I see it has been mentioned before, so just a +1 to that fact and another tool if anyone wants to change the loudness of the instrument.

Replies (11)

Edited: January 27, 2018, 4:27 PM · I have also noticed the relationship between chinrest weight and sound.

And also between position of chinrest and sound - but that differs for different violins. I had a violin-maker friend and we tested a number of his instruments (and the three that I owned then) with different chinrests in his shop as well as a large venue. Most sounded better with chinrests on the left side, but some were at least equal center-mounted.

And - the mounting makes a difference. Most chin rests contact the violin with cork mounting, but a decade or so ago there was a patented chin rest with a rubber (or soft plastic) mounting that sounded better. I switched my violins to that chinrest - but still left-mounted. My piano-trio partner also put one of those on his Rocca, but his is center-mounted. These were actually relatively cheap ebony chin rests (roughly) tripled in price for the maker's addition. I still use those chinrests. I can no longer find those chin rests for sale on line.

January 27, 2018, 8:00 AM · I suspect it is not only the weight of the chinrest that is significant but also the contact area of the cork with the violin. Accordingly, I like to minimize that contact area by cutting away the cork in various places so as to allow more vibration of the body. This is probably best done when the cork on a well-used chinrest is starting to deteriorate and it is time to re-cork.

Another important factor is where the cork contacts the violin. I try to get the contact points as close to the purfling as possible; contact any further inwards onto the top plate and the vibrations of the plate will be affected.

January 27, 2018, 8:29 AM · Yes, the chinrest definitely changes the sound coming off of the instrument. And, to an even larger degree, it changes the players perception of the sound.
January 27, 2018, 4:09 PM · Question — is there a difference between playing with your custom made chin rest and without a chin rest? Would it be louder without the chin rest?
January 27, 2018, 4:34 PM · What is happening is that when you try a different chin rest your ear moves relative to your f-holes and your violin sounds different.
January 28, 2018, 5:54 AM · I have just a few anecdotal data points on this, but I've noticed the chinrest mounting can affect how much the chinrest affects the sound of the violin.

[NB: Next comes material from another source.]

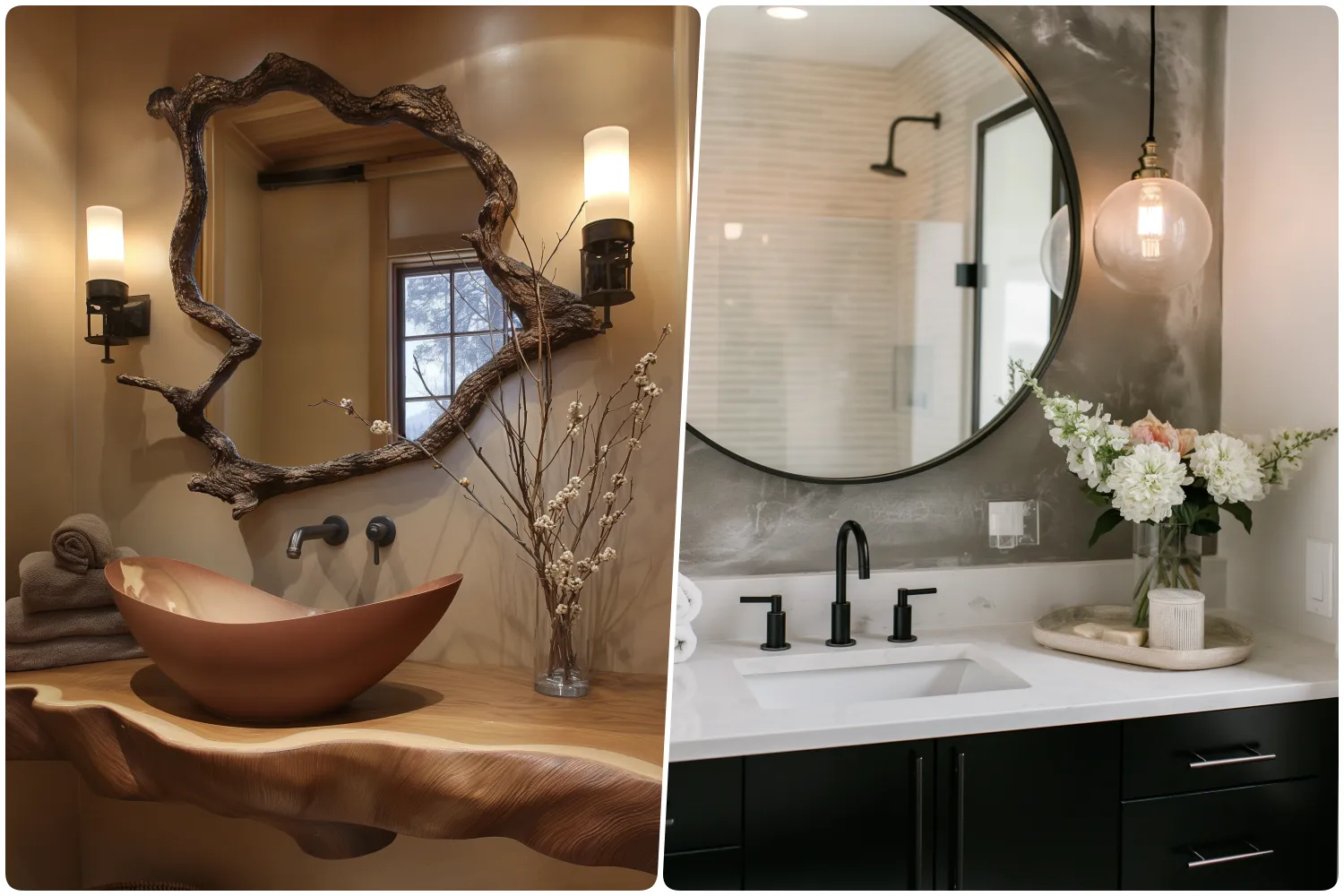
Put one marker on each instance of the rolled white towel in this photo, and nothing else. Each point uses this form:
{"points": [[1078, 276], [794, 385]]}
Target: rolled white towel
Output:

Basically, it seems that if the mounting surfaces are touching the plates away from the ribs, as opposed to being carefully positioned over the ribs, then the chinrest can influence the sound in noticeable ways.

Side mount chinrests seem more prone to this effect than center mount. And center mount chin rests that are modified to have the contact surface modified to rest on the outer edges of the saddle seem to have no affect at all.

January 28, 2018, 6:54 AM · Re Paul: the OP mentions "by listeners and by sound apps", so it doesn't seem to be just the ears of the player.

I do wonder how one can isolate the effect of chinrest mass from other effects (contact points when mounted, properties of the cork, force from chin to CR depending on CR shape and height, and so on).

January 28, 2018, 1:22 PM · Sound is certainly one thing which is at least noticeable, but I simply like the handling of violins with heavy chin rests very much (low center of mass, etc.).
Edited: January 28, 2018, 5:08 PM · Carlos, once you have tried your experiment on enough fiddles, I think you'll conclude that "it depends on the fiddle", and also that it is highly dependent on the personal tastes of the players and listners.

There is no universally correct formula for chinrests, any more than there is a single correct intonation strategy.

Context always matters.

January 28, 2018, 4:49 PM · I noticed this also and I have since discarded my ebony rests and replaced with one made from light weight wood. I also cut excess wood from the replaced rest thus weighing even lighter.
January 28, 2018, 7:20 PM · At all: Regardless of the quality of the sound produced, which is a subjective point, a phone in the music stand measuring the sound was showing consistenly 2-3 db louder with no (or light) chinrest.

The original chinrest was indeed very heavy. Its replacement could be felt as soon as you would grab the violin. The instrument had a very different balance and I think that lightening it changed the pressure and tensions in its different parts. Mainly, the soundpost.

The result in mine was a louder sound. I imagine, as Mr. Burgess points out, that other original setups (soundpost, wood thickness...) can get a different result.